Cabo jumps the candelabra
in Phantom of the Opera
My success in competing in freestyle so far has only motivated me to come up with even better routines. Having people say they were inspired, overwhelmed, and entertained is very rewarding for all the time put into creating a performance. One of the key reasons my routines are so well received is that I tailor them to the individual dogs. Phantom of the Opera is such a natural fit for Cabo, as is The Good, the Bad, and the Ugly for Listo. If you tried to switch dogs for those routines, it wouldn't be nearly as effective. I feel the personality of the dog needs to fit the "personality" of the routine. I remember how my emotions were touched when I first saw Attila and Fly do their Charlie Chaplin routine—that is my freestyle goal, to create routines that evoke those reactions and emotions in the audience. So far, I have been honored to receive four perfect scores of "10" for Artistic Impression.
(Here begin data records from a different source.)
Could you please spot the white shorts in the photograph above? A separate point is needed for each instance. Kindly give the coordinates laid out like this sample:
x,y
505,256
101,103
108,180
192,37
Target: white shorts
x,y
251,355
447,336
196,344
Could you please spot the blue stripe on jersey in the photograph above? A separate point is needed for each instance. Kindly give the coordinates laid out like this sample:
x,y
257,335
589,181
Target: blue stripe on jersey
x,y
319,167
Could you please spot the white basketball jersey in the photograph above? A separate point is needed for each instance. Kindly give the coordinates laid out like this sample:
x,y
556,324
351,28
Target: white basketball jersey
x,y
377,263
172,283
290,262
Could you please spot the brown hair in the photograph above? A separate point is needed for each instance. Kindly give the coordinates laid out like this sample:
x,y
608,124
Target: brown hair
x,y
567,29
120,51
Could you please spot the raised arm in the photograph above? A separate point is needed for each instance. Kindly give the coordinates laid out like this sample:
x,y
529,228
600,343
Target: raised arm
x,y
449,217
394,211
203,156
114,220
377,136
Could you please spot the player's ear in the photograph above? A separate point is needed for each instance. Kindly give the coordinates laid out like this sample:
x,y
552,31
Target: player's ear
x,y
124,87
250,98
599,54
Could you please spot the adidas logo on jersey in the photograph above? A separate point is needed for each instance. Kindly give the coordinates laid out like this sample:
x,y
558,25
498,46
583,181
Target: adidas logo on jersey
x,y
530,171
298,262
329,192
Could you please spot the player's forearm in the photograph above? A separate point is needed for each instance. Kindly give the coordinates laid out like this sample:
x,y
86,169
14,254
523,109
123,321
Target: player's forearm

On top of the artistic element, you certainly need the technical part of the performance to be precise and impressive. That's where clicker training comes in. I would not have been able to train the majority of my freestyle routine behaviors without the power of clicker training. Freestyle and clicker training are a perfect match.
How difficult was it, the first time you attempted a freestyle routine?
Listo performs a standing jump
I was very reluctant when I first started freestyle and only took the plunge with the help of a great freestyle trainer, Brigitte Scalabas. I was lucky that Brigitte and her husband moved to Portland, Oregon, for a year and I was able to take lessons from her. Brigitte helped me choreograph my first routines but when I told her my visions for more advanced routines, she pushed me out of the nest, so to speak. I fully choreographed my last four routines myself and had the full vision of those routines prior to training them. It made the training harder, as I envisioned a lot of behaviors for the music that my dogs did not know yet, but it resulted in some pretty cool routines. It took eight months for me to complete the training for The Good, the Bad, and the Ugly due to so many difficult behaviors based on my "vision." The training of many of the behaviors was challenging, but I love a challenge. One thing is for sure, at least half of those behaviors I could not have trained without the clicker!
How do you feel about joining the ClickerExpo faculty?
I am honored and feel a bit humble about it. I look up to so many faculty members as teachers for me to learn from; it's quite exciting for me. As an audience member at previous ClickerExpos, I came away with more tools, more understanding, and renewed motivation to expand and improve. I only hope I can offer the same to attendees of my 2008 sessions.